In recognition of his work, Lemaître received the Francqui Prize—Belgium’s highest scientific award—from King Léopold III. It was an award for which he had been nominated by Einstein and also by his mentor, the English astrophysicist Arthur Eddington. In 1936, he was elected a member of the Pontifical Academy of Sciences, of which he subsequently became president. Opposed to the mixture of science and religion, Lemaître disagreed with Pope Pius XII’s proclamation that his work validated the notion of Creationism. Both Lemaître and the pope’s scientific advisor, Daniel O’Connell, successfully persuaded Pius XII not to publicly mention Creationism again in a public setting. As head of the Pontifical Academy of Sciences, he continued his teaching workload, albeit in a reduced capacity, until shortly before his death. Lemaître died in Leuven, Belgium, on 20 June 1966, aged 71.

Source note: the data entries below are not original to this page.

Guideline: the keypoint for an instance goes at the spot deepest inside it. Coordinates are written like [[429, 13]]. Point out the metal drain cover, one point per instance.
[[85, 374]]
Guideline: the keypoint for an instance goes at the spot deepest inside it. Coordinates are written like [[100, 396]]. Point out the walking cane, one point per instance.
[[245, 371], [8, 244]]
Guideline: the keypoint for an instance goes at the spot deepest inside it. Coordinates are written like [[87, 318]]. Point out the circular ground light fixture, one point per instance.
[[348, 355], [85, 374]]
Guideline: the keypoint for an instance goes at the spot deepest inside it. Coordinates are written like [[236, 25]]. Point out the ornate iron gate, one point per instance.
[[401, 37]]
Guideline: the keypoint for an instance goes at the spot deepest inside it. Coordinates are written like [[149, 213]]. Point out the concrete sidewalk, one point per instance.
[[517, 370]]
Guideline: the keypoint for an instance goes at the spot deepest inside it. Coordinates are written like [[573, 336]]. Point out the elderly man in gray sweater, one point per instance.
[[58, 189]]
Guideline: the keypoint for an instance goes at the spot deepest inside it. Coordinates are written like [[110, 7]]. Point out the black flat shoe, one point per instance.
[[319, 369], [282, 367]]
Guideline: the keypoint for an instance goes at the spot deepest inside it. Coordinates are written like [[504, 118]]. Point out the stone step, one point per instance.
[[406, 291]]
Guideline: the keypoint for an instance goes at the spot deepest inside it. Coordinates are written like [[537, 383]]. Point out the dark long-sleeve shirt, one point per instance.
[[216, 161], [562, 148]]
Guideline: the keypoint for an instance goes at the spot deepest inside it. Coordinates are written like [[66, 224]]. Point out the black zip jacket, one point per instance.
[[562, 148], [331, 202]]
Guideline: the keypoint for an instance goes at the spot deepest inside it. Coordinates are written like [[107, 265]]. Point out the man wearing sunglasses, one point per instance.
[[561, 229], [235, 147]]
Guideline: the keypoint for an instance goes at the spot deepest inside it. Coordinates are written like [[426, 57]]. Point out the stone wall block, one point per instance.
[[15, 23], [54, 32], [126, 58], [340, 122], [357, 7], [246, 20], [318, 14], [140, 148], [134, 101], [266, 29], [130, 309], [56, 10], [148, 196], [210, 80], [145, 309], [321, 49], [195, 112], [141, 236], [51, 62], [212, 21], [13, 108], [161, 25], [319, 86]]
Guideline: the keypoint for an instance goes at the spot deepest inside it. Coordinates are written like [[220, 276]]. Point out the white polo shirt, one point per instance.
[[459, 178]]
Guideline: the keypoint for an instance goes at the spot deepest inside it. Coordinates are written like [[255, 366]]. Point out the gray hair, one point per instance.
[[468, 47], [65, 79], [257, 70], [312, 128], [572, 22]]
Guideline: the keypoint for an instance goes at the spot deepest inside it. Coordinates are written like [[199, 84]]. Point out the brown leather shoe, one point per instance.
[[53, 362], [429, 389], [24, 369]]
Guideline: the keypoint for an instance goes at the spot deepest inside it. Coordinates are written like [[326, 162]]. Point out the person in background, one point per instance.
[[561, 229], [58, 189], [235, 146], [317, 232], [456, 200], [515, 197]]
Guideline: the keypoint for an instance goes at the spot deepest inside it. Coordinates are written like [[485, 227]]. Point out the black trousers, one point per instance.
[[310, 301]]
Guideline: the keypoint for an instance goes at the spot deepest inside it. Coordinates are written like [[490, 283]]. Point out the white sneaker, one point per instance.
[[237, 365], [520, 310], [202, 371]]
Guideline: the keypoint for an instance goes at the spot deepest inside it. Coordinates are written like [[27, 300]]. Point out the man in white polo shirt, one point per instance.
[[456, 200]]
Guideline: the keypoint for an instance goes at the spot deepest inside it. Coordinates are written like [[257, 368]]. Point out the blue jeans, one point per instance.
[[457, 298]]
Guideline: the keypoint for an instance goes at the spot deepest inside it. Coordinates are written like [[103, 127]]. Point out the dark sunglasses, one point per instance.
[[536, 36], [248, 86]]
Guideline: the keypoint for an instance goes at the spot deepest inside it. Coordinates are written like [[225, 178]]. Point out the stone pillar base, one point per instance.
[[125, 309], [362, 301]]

Early in 2012, ESA announced that it intended to shut down its ATV production line after the ATV-5 Georges Lemaître mission. It was specifically indicated that “a significant obsolescence problem” existed at equipment and component levels, limiting the desire or ability to reopen the line. Costing about $600 million, per unit, to build, the ATV operated as part of a “barter” arrangement between ESA and its ISS partners, covering its operating costs at the space station until 2017. A further $600 million investment was needed to cover the 2017-2020 timeframe, and Germany apparently favored participation in the design of the Service Module for NASA’s Orion spacecraft. In November 2012, it was reported that ESA was prepared to provide an ATV-based Service Module as “payment in kind” for continued involvement with the ISS through the end of the decade and, in early 2013, it was formally announced that Europe would indeed build the Service Module for Orion’s first Exploration Mission (EM-1), currently scheduled to launch atop the first Space Launch System (SLS) heavy-lift booster in December 2017.